Average wage of Deliveroo ‘riders’ just over €9 per hour
Credit: Belga

The average wage of a Deliveroo ‘rider’, or food delivery courier, was as low as €9.2 per hour in recent years and is continuing to decrease.

Between the beginning of 2018 and 2020, around 10,000 courier runs were analysed by the Christian trade union CSC-United Freelancers to better understand the wages, according to a report by Bruzz.

“That €9/hour does not yet include costs such as the rental of an electric bicycle, the mobile phone subscription, or appropriate clothing for cycling. Moreover, the couriers then still have no social rights, such as insurance against illness or accident, unemployment or pension rights," said CSC-United Freelancers’ Martin Willems.

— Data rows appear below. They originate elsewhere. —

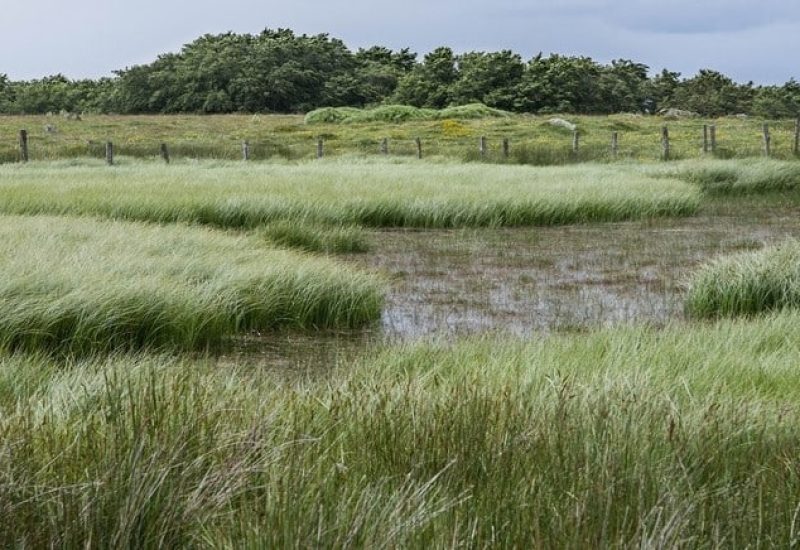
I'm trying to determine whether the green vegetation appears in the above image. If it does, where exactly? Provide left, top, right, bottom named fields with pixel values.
left=1, top=29, right=798, bottom=116
left=0, top=160, right=700, bottom=228
left=3, top=313, right=800, bottom=546
left=2, top=112, right=798, bottom=165
left=261, top=221, right=370, bottom=253
left=668, top=158, right=800, bottom=193
left=687, top=238, right=800, bottom=318
left=0, top=215, right=382, bottom=354
left=304, top=103, right=510, bottom=124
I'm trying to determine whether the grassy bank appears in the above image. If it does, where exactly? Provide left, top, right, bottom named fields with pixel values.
left=0, top=160, right=700, bottom=228
left=2, top=313, right=800, bottom=546
left=0, top=216, right=383, bottom=354
left=1, top=113, right=798, bottom=164
left=687, top=238, right=800, bottom=318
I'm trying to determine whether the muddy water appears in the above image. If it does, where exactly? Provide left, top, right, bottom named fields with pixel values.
left=231, top=200, right=800, bottom=369
left=350, top=207, right=800, bottom=340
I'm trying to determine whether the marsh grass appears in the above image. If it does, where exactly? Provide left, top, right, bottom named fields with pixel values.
left=687, top=238, right=800, bottom=318
left=260, top=221, right=370, bottom=253
left=3, top=313, right=800, bottom=546
left=0, top=160, right=700, bottom=229
left=668, top=158, right=800, bottom=194
left=0, top=216, right=383, bottom=354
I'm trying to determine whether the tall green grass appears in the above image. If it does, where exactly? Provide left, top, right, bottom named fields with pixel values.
left=3, top=313, right=800, bottom=546
left=686, top=238, right=800, bottom=317
left=0, top=216, right=383, bottom=354
left=666, top=158, right=800, bottom=193
left=0, top=160, right=700, bottom=228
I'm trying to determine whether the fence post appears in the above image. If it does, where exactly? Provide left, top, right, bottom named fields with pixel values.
left=160, top=143, right=170, bottom=164
left=794, top=119, right=799, bottom=156
left=105, top=142, right=114, bottom=165
left=380, top=138, right=388, bottom=155
left=703, top=124, right=709, bottom=154
left=710, top=125, right=717, bottom=155
left=317, top=138, right=324, bottom=159
left=18, top=130, right=28, bottom=163
left=611, top=131, right=619, bottom=158
left=479, top=136, right=487, bottom=159
left=415, top=138, right=422, bottom=159
left=762, top=124, right=771, bottom=157
left=242, top=141, right=250, bottom=161
left=502, top=138, right=510, bottom=159
left=572, top=131, right=579, bottom=155
left=661, top=126, right=670, bottom=161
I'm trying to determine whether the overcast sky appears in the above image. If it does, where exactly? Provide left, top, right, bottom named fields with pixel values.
left=1, top=0, right=797, bottom=83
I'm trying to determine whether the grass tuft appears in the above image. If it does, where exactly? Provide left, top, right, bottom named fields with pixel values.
left=0, top=215, right=383, bottom=354
left=686, top=238, right=800, bottom=317
left=260, top=221, right=370, bottom=253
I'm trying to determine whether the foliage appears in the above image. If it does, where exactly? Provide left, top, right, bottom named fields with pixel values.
left=0, top=29, right=794, bottom=116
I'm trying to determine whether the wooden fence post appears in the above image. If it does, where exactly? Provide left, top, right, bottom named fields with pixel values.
left=611, top=131, right=619, bottom=158
left=380, top=138, right=388, bottom=155
left=160, top=143, right=170, bottom=164
left=479, top=136, right=487, bottom=158
left=105, top=142, right=114, bottom=165
left=317, top=138, right=324, bottom=159
left=703, top=125, right=709, bottom=154
left=762, top=124, right=771, bottom=157
left=572, top=131, right=579, bottom=154
left=18, top=130, right=28, bottom=163
left=502, top=138, right=510, bottom=159
left=794, top=119, right=799, bottom=156
left=661, top=126, right=670, bottom=161
left=242, top=141, right=250, bottom=161
left=710, top=125, right=717, bottom=155
left=415, top=138, right=422, bottom=159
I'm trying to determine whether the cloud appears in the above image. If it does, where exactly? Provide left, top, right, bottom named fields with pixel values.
left=493, top=0, right=800, bottom=34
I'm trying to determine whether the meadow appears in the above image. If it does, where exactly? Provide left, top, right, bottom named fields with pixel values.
left=1, top=111, right=799, bottom=164
left=1, top=115, right=800, bottom=547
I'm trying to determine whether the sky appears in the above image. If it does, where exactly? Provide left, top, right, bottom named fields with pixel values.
left=1, top=0, right=798, bottom=84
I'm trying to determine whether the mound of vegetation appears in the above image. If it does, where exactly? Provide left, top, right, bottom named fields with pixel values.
left=686, top=239, right=800, bottom=317
left=0, top=161, right=700, bottom=229
left=304, top=103, right=510, bottom=124
left=0, top=216, right=383, bottom=354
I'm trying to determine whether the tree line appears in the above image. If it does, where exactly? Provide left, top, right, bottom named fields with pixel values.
left=1, top=28, right=799, bottom=118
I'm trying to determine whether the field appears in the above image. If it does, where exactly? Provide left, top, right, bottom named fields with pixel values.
left=1, top=112, right=799, bottom=164
left=2, top=115, right=800, bottom=547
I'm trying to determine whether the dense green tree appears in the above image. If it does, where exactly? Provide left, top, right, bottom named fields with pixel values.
left=515, top=54, right=604, bottom=113
left=752, top=80, right=800, bottom=118
left=449, top=51, right=524, bottom=110
left=596, top=59, right=649, bottom=113
left=0, top=29, right=795, bottom=116
left=392, top=47, right=457, bottom=108
left=671, top=70, right=754, bottom=116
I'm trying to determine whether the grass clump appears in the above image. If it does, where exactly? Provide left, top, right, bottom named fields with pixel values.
left=0, top=215, right=383, bottom=354
left=686, top=238, right=800, bottom=317
left=671, top=159, right=800, bottom=193
left=4, top=313, right=800, bottom=545
left=260, top=221, right=370, bottom=253
left=0, top=160, right=701, bottom=228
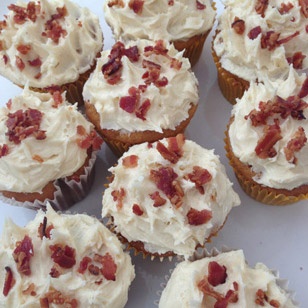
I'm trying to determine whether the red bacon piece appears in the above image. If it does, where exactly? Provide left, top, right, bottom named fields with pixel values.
left=78, top=256, right=92, bottom=274
left=196, top=0, right=206, bottom=10
left=208, top=261, right=228, bottom=287
left=135, top=98, right=151, bottom=120
left=3, top=267, right=15, bottom=297
left=40, top=288, right=78, bottom=308
left=28, top=57, right=42, bottom=67
left=156, top=141, right=180, bottom=164
left=13, top=235, right=34, bottom=276
left=248, top=26, right=262, bottom=40
left=187, top=208, right=212, bottom=226
left=50, top=244, right=76, bottom=269
left=122, top=155, right=139, bottom=168
left=123, top=45, right=140, bottom=62
left=111, top=188, right=126, bottom=209
left=299, top=0, right=308, bottom=17
left=16, top=44, right=31, bottom=55
left=255, top=0, right=269, bottom=17
left=185, top=166, right=212, bottom=194
left=156, top=134, right=185, bottom=163
left=95, top=253, right=117, bottom=281
left=15, top=56, right=25, bottom=71
left=128, top=0, right=144, bottom=14
left=287, top=51, right=306, bottom=69
left=76, top=125, right=103, bottom=150
left=278, top=2, right=294, bottom=14
left=0, top=144, right=9, bottom=158
left=284, top=126, right=307, bottom=163
left=231, top=17, right=245, bottom=35
left=255, top=120, right=282, bottom=159
left=119, top=95, right=138, bottom=113
left=108, top=0, right=125, bottom=8
left=168, top=0, right=174, bottom=5
left=299, top=77, right=308, bottom=98
left=52, top=91, right=63, bottom=108
left=38, top=216, right=54, bottom=239
left=132, top=204, right=144, bottom=216
left=8, top=4, right=27, bottom=24
left=149, top=191, right=167, bottom=207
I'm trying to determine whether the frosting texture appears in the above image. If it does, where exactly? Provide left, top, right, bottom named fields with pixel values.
left=104, top=0, right=215, bottom=42
left=0, top=0, right=103, bottom=88
left=159, top=250, right=297, bottom=308
left=213, top=0, right=308, bottom=82
left=229, top=68, right=308, bottom=190
left=83, top=39, right=199, bottom=133
left=0, top=205, right=135, bottom=308
left=102, top=135, right=240, bottom=258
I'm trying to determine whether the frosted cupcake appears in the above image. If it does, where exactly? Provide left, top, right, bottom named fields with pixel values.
left=83, top=39, right=199, bottom=156
left=0, top=88, right=103, bottom=210
left=0, top=0, right=103, bottom=105
left=102, top=135, right=240, bottom=259
left=212, top=0, right=308, bottom=104
left=0, top=204, right=135, bottom=307
left=159, top=249, right=297, bottom=307
left=225, top=68, right=308, bottom=205
left=103, top=0, right=216, bottom=67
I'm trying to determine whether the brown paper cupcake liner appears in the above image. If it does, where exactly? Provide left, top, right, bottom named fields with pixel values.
left=0, top=149, right=98, bottom=211
left=212, top=31, right=250, bottom=105
left=225, top=123, right=308, bottom=205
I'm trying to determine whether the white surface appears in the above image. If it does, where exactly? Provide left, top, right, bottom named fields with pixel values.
left=0, top=1, right=307, bottom=307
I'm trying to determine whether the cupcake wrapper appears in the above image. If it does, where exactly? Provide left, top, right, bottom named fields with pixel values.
left=0, top=149, right=98, bottom=211
left=212, top=32, right=250, bottom=105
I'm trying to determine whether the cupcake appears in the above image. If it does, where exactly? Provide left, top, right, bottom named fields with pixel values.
left=103, top=0, right=216, bottom=67
left=0, top=0, right=103, bottom=105
left=159, top=249, right=297, bottom=307
left=0, top=204, right=135, bottom=307
left=102, top=134, right=240, bottom=259
left=212, top=0, right=308, bottom=105
left=83, top=39, right=199, bottom=156
left=0, top=87, right=103, bottom=210
left=225, top=68, right=308, bottom=205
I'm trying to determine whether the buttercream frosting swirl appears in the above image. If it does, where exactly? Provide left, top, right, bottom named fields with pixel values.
left=0, top=205, right=135, bottom=307
left=102, top=136, right=240, bottom=258
left=103, top=0, right=215, bottom=42
left=0, top=0, right=103, bottom=88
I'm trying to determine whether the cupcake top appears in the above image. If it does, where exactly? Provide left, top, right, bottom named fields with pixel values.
left=213, top=0, right=308, bottom=82
left=0, top=0, right=103, bottom=88
left=0, top=204, right=135, bottom=307
left=229, top=68, right=308, bottom=190
left=103, top=0, right=216, bottom=42
left=159, top=249, right=297, bottom=308
left=83, top=39, right=199, bottom=133
left=0, top=88, right=102, bottom=193
left=102, top=135, right=240, bottom=258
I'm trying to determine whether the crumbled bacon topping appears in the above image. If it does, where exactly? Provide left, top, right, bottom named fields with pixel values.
left=196, top=0, right=206, bottom=10
left=299, top=0, right=308, bottom=17
left=208, top=261, right=228, bottom=287
left=184, top=166, right=212, bottom=195
left=28, top=57, right=42, bottom=67
left=287, top=51, right=306, bottom=69
left=49, top=264, right=62, bottom=278
left=261, top=30, right=299, bottom=51
left=284, top=126, right=307, bottom=163
left=8, top=2, right=41, bottom=24
left=168, top=0, right=174, bottom=5
left=255, top=289, right=281, bottom=307
left=128, top=0, right=144, bottom=14
left=156, top=134, right=185, bottom=164
left=0, top=20, right=7, bottom=31
left=40, top=287, right=78, bottom=308
left=0, top=144, right=9, bottom=158
left=299, top=77, right=308, bottom=98
left=111, top=187, right=126, bottom=209
left=78, top=256, right=92, bottom=274
left=38, top=216, right=54, bottom=239
left=22, top=283, right=36, bottom=296
left=108, top=0, right=125, bottom=8
left=3, top=55, right=8, bottom=65
left=132, top=204, right=144, bottom=216
left=94, top=253, right=117, bottom=281
left=149, top=191, right=167, bottom=207
left=255, top=0, right=269, bottom=17
left=231, top=17, right=245, bottom=35
left=49, top=244, right=76, bottom=269
left=187, top=208, right=212, bottom=226
left=122, top=155, right=139, bottom=168
left=6, top=108, right=46, bottom=144
left=51, top=91, right=63, bottom=108
left=278, top=2, right=294, bottom=14
left=13, top=235, right=34, bottom=276
left=15, top=55, right=25, bottom=71
left=76, top=125, right=103, bottom=150
left=2, top=267, right=15, bottom=297
left=16, top=44, right=31, bottom=55
left=248, top=26, right=262, bottom=40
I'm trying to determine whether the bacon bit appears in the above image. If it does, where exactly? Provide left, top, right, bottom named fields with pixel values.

He explained that this wage was what couriers who work according to the peer-to-peer statute (around 85%) earn after deducting the 10% income tax they have to pay and added that this figure had decreased since the observation period.

For the remaining 15% of couriers who work independently, the hourly wage is 70 cents higher at €9.9, but, as Willems pointed out, “self-employed people often also have more costs.”

The union has been calling on platforms such as Deliveroo or UberEats, which often highlight the presumed desire for “freedom and flexibility” their delivery drivers get in job advertisements, to give these riders a real employee status.

"Then they would have to respect certain minimum rates of the transport sector. Couriers would then earn €13.9. And the companies themselves would pay over €21 per hour per courier, more than double what they are willing to pay today,” said Willems.

According to reports, the couriers of Deliveroo and Uber Eats receive just under €5 per delivery. But the number of deliveries they can make per hour varies a lot, for example depending on the distance, the time of day, the day of the week or the weather.

In the UK, Deliveroo couriers can earn as little as £2 (€2.32) an hour, according to a recent analysis by the Bureau of Investigative Journalism of invoices.